La band vista da sotto il palco (foto di Veronica Viotti)
CONTEMPORANEITA' e LINGUAGGI
I Radiohead sono la rock band che più ha segnato e influenzato la “cultura pop” negli ultimi 30 anni, ed è innegabile vederne i segnali di questo aspetto in quanto descritto poc'anzi così come nell'allestimento del palco su cui va in scena la loro rappresentazione: tre ovali giganti che a seconda dei contesti mostrano dei giochi luminosi, profondi tubi di colori o bianchi/neri in cui tuffarsi o una serie di artisti che, insieme, grazie a dissolvenze e sovrapposizioni, creano un tutt'uno; ma sempre e comunque tre oblò sul mondo, da cui guardare verso l'esterno e per provare a guardarsi un po' dentro (2+2=5 e Body Snatchers).

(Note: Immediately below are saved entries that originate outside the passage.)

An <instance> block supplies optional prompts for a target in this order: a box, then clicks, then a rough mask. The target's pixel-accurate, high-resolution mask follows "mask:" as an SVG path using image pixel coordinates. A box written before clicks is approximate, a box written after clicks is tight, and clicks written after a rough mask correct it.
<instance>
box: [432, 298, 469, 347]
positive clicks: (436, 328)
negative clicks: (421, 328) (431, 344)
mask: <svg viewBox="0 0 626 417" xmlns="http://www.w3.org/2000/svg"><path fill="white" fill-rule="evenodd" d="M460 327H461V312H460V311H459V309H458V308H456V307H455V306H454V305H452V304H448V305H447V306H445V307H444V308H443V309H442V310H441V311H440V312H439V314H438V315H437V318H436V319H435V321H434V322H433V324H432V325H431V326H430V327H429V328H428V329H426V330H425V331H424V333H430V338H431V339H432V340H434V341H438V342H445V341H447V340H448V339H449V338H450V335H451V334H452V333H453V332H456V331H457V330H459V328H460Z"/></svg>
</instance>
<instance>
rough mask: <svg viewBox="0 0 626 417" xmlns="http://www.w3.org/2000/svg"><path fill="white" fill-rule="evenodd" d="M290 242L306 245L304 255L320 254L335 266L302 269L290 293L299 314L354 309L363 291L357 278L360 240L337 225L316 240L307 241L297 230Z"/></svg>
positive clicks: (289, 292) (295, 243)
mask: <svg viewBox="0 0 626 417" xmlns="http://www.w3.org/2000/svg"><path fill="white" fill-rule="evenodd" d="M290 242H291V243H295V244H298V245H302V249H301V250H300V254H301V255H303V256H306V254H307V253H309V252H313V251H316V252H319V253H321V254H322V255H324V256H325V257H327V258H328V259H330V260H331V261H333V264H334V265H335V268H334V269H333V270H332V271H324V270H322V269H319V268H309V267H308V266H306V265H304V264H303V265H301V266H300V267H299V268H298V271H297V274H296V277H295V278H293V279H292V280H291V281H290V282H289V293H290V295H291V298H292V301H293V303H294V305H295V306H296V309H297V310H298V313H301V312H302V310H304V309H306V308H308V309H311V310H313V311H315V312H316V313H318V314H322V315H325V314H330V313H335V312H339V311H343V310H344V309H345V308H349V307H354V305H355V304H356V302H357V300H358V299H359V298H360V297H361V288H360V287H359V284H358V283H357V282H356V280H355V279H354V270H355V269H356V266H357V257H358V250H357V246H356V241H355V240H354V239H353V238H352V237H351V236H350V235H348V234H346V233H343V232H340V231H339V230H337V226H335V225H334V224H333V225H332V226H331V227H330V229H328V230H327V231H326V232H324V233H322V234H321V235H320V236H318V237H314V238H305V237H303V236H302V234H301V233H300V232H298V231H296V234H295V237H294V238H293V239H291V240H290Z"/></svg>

L'impatto coreografico del live (foto Ilaria Bossa)
BALLATE
Il silenzio assoluto, religioso. Exit Music (for a Film) e le già citate Fake Plastic Trees e No Surprises fanno accapponare la pelle, non solo per la loro capacità emotiva ma per come il pubblico assiste emozionato; l'accenno di una mezza parola da parte di qualcuno faceva partire immediatamente uno “Shh!!!” garbato, ma deciso.
Area palco dell' I-Fest di Monza (foto Ilaria Bossa)
IL GRAN FINALE
Lotus Flowers, Creep e Karma Police. Il secondo encore è da brividi, anche perchè difficilmente la band lo inserisce, in questa serie, nei live. La gente si lascia andare, anche quelli rimasti più impassibili (specie tra quelli che alzano l'età media del live) non trattengono la voglia di cantare “But I'm a creep, I'm a weirdo.” in un abbraccio finale e collettivo in cui l'elemento della condivisione (dal vicino sconosciuto a quello che immancabilmente si vede a ogni concerto, dall'amico che non si vedeva da decenni a quello con cui le “tappe importanti” si fanno insieme), in un live come questo, rappresenta un valore che difficilmente si può spiegare o raccontare, come si è cercato di fare in queste righe.